O docente da ISCTE - Business School defende que o documento é "como uma recessão induzida, um suicídio assistido à classe média, que tem ramificações capilares no resto da economia, sobretudo em relação ao crédito mal parado", considerando que o ministro das Finanças, Vítor Gaspar, "está a induzir um ciclo vicioso".
"Tem sido hábil em termos de gestão dos média, mas sem sentido de Estado", acusou.
Para o economista, "o Governo perdeu uma oportunidade de ser criativo por exemplo em relação ao IVA, porque aumenta a taxa para um conjunto de bens, mas perde uma oportunidade de ser criativo na taxação temporária de bens de luxo, como imóveis e de carros de alta cilindrada".
"Não há sequer uma orientação de trazer classes com consumos sumptuosos à arena", acrescentou, considerando que "a criatividade está mal distribuída e cai no conjunto de classes que são fáceis de atingir".
"Medidas apressadas, tomadas em ambiente de pânico"
No mesmo sentido, o economista Abel Fernandes considera que é o OE2012 é composto por "medidas apressadas, tomadas em ambiente de pânico", que terão como resultado "uma agravamento das condições económicas".
"É um orçamento não convincente, isto é, não vejo como é que as medidas que constam do documento podem constituir um passo sério que nos conduza ao reequilíbrio das contas públicas de uma forma definitiva", afirmou o especialista em macroeconomia, considerando que "são medidas apressadas, tomadas em ambiente de verdadeiro pânico, que recorre às soluções habituais de mais impostos".

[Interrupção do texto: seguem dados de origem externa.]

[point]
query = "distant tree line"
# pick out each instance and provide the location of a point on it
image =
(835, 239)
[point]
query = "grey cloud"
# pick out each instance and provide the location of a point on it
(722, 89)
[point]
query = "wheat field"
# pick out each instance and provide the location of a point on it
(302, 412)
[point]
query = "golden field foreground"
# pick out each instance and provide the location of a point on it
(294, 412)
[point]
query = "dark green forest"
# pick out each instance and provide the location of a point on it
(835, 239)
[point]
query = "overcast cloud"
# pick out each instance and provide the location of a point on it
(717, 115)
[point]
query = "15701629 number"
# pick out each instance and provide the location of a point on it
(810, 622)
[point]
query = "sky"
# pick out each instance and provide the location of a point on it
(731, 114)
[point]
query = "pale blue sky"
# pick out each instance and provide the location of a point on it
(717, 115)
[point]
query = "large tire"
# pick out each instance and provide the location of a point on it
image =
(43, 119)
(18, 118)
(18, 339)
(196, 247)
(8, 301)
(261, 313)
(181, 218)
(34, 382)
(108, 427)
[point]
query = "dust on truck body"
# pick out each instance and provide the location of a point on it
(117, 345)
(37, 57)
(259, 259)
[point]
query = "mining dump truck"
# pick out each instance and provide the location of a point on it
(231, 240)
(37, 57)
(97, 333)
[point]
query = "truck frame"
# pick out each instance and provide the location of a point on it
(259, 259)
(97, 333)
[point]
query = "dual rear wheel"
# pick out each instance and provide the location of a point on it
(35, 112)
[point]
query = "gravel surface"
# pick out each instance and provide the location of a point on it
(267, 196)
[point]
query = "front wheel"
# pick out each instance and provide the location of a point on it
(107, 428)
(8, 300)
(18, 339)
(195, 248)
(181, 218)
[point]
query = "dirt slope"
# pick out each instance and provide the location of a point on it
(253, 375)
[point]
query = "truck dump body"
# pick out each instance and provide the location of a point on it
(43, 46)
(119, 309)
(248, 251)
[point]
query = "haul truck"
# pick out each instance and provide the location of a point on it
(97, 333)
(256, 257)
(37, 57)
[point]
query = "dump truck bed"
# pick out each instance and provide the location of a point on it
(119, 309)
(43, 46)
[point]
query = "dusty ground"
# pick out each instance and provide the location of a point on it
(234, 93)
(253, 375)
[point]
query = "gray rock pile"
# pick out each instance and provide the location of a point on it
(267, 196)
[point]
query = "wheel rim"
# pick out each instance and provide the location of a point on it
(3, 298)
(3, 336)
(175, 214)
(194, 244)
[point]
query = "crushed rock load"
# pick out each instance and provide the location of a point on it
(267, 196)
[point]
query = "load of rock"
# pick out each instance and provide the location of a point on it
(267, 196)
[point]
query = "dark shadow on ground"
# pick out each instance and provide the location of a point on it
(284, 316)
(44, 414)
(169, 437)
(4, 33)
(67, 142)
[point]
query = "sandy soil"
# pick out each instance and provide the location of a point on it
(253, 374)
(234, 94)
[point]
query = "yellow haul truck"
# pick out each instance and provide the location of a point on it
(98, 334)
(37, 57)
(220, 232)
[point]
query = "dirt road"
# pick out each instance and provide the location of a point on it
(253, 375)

O docente da Faculdade de Economia da Universidade do Porto adiantou que o documento não prevê "qualquer reforma da estrutura do Estado", realçando que se limita a fazer "uma redução indiscriminada da despesa, que é equivalente a tributação adicional, como a redução de gastos com pessoal, nomeadamente a eliminação do 13º. mês e do subsídio de férias [da função pública]".
Abel Fernandes sustentou que "aos elementos recessivos introduzidos pelo orçamento, tem que se acrescentar o abrandamento muito significativo da economia europeia", realçando que "se Portugal tiver uma quebra do PIB superior a 2,8%, o reequilíbrio orçamental estará de novo comprometido".
"Teremos um orçamento a correr atrás da lebre em que a lebre corre sempre mais", acrescentou.
"Fortíssima desvalorização do trabalho"
O economista José Reis entende que o Governo, em vez de gerir a crise, está "a desconstruir a sociedade e a economia", realçando "uma fortíssima desvalorização do trabalho" na proposta de OE2012.
"Creio que no caso do Orçamento do Estado é adequado falar de violência desmedida do ponto de vista das principais medidas, porque há uma nota que é por demais evidente que é uma fortíssima opção, quase única, pela contracção salarial, pela desvalorização do trabalho", afirmou o director da Faculdade de Economia da Universidade de Coimbra.
José Reis disse que o Governo "não está a gerir uma crise, mas a desconstruir a sociedade e a economia", considerando que as medidas propostas, "além de violentas e injustas, têm um efeito recessivo que está expresso no cenário macroeconómico divulgado", que prevê uma recessão de 2,8% em 2012 e uma taxa de desemprego de 13,4%, um recorde.
O economista afirmou que "a questão começa a estar muito para além do ponto de vista económico passando para o foro jurídico e constitucional", considerando que "há uma regressão social".
"A Constituição portuguesa há muito que estabeleceu a ideia de que as instituições proíbem a evolução reaccionária no sentido da regressão social, da regressão de direitos, que é o que se está a passar aqui", declarou.
Para o investigador do Centro de Estudos Sociais, deveria haver "outra noção de prazo para resolver as coisas", considerando que "a sapiência está em articular medidas de curto com medidas de longo prazo".